ALSV-mediated VIGS phenotype of the PDS gene in L. erythrorhizon
Transcriptome analysis of L. erythrorhizon identified a PDS gene, designated LePDS1 (accession no. LC512725). A 234 nucleotide fragment of this gene (Fig. 1A) was cloned into ALSV using a method involving rub-inoculation following Agribactrium-mediated inoculation of Nicotiana benthamiana (see the Methods section for more detail) (Fig. 1B)17. The packaged virus was inoculated onto the leaves of young L. erythrorhizon seedlings during the stage of first leaf expansion (Fig. 1C). After cultivation for about 3 weeks, newly developed leaves above the inoculated leaves of several plants showed albino phenotypes. Although the albino phenotype was reproducibly observed, about 70% of inoculated seedlings did not have albino leaves and were considered to have escaped infection (Fig. 1D). Viral RNA was detected in infected plants that showed the albino phenotype, but not in plants that escaped infection or in mock control plants, which were treated with water instead of ALSV (Fig. 1E).
Generation of albino leaves in L. erythrorhizon plants by infection with ALSV containing a VIGS trigger against LePDS1. (A) Schematic representation of the LePDS1 transcript. The VIGS trigger fragment and PCR primers were set on the region encoding LePDS1 protein. (B) Construction of an ALSV vector. The trigger fragment was inserted in the reading frame of the ALSV polyprotein without any stop codons or frame shifts. The PCR primers to detect ALSV included the trigger fragment within the amplicon, with the product expected to be 0.5-kb long. The bipartite ALSV RNAs were encoded downstream of the CaMV 2 × 35S promoter in the pBICP35-based plasmids (pBICAL2 and pBICAL1). Abbreviations: LB and RB, T-DNA borders; 42 KP, 42 K movement protein; VP25, VP20 and VP24, capsid proteins; PRO-C, protease cofactor; HEL, NTP-binding helicase; C-PRO, cysteine protease; POL, RNA polymerase; NOS, terminator. (C) Young seedlings of L. erythrorhizon just before inoculation.
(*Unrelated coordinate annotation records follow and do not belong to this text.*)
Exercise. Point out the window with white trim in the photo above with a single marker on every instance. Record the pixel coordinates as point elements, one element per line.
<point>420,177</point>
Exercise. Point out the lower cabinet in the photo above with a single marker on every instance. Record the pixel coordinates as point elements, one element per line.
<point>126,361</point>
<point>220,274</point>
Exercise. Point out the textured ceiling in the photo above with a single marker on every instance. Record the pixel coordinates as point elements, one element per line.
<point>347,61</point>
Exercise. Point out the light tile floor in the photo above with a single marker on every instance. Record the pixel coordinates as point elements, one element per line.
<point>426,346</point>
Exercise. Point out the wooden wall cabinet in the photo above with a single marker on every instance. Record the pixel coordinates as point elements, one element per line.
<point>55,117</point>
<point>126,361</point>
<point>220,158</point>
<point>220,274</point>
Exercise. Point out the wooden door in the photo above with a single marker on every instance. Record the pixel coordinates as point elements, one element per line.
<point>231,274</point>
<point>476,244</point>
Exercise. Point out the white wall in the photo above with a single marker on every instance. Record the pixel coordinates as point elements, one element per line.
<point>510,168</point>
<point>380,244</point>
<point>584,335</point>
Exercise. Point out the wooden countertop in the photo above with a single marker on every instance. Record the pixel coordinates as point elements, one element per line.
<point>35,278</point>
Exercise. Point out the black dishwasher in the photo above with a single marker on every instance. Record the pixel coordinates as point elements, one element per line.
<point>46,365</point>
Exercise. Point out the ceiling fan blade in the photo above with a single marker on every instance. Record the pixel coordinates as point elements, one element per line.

Scale bar = 1 cm. (D) L. erythrorhizon plant grown for five weeks after inoculation. Left, an "infected" plant with albino leaves; center, an "escape" plant without albino leaves despite virus inoculation; right, a “mock” infected plant. Scale bar = 3 cm. (E) Detection of ALSV in L. erythrorhizon by RT-PCR. Abbreviations: infected, defective plant with albino leaves; escape, healthy plant despite virus inoculation; mock, plant treated with inoculation solution without virus; PC, positive control of PCR. The arrow indicates the band size corresponding to the PCR amplified fragment.
Abundance of PDS transcript in infected L. erythrorhizon
The expression of PDS mRNA was assessed by qRT-PCR five weeks after viral inoculation of L. erythrorhizon leaves located at levels ranging from L1 (older) to L10 (younger) toward the shoot tips (Fig. 2A). The albino phenotype was observed in leaves at L5–L10, but not in leaves at L1–L4 (Fig. 2B). To compare the expression of PDS mRNA detected by qRT-PCR in leaves and plants, its level was normalized to that of an internal standard, actin 7 (LeACT7) mRNA (Fig. 2C), which is ubiquitously expressed in these plants10. PDS mRNA expression was lower in infected than in escape or mock plants, with the differences in PDS mRNA expression at L2–L8 being significantly lower in infected than in escape (p = 4.08 × 10–11) or mock infected (p = 6.89 × 10–15) plants, with no difference between escape and mock infected plants (p = 0.53). A comparison of the relative expression of PDS mRNA in each leaf of each infected, escape, and mock control plant showed that PDS expression was almost constitutive, with differences within plants being generally statistically not significant, although PDS expression was significantly higher in L1 than in other leaves of infected plants (p = 0.014). These results strongly suggest that PDS expression was significantly inhibited by ALSV-mediated VIGS in infected plant leaves.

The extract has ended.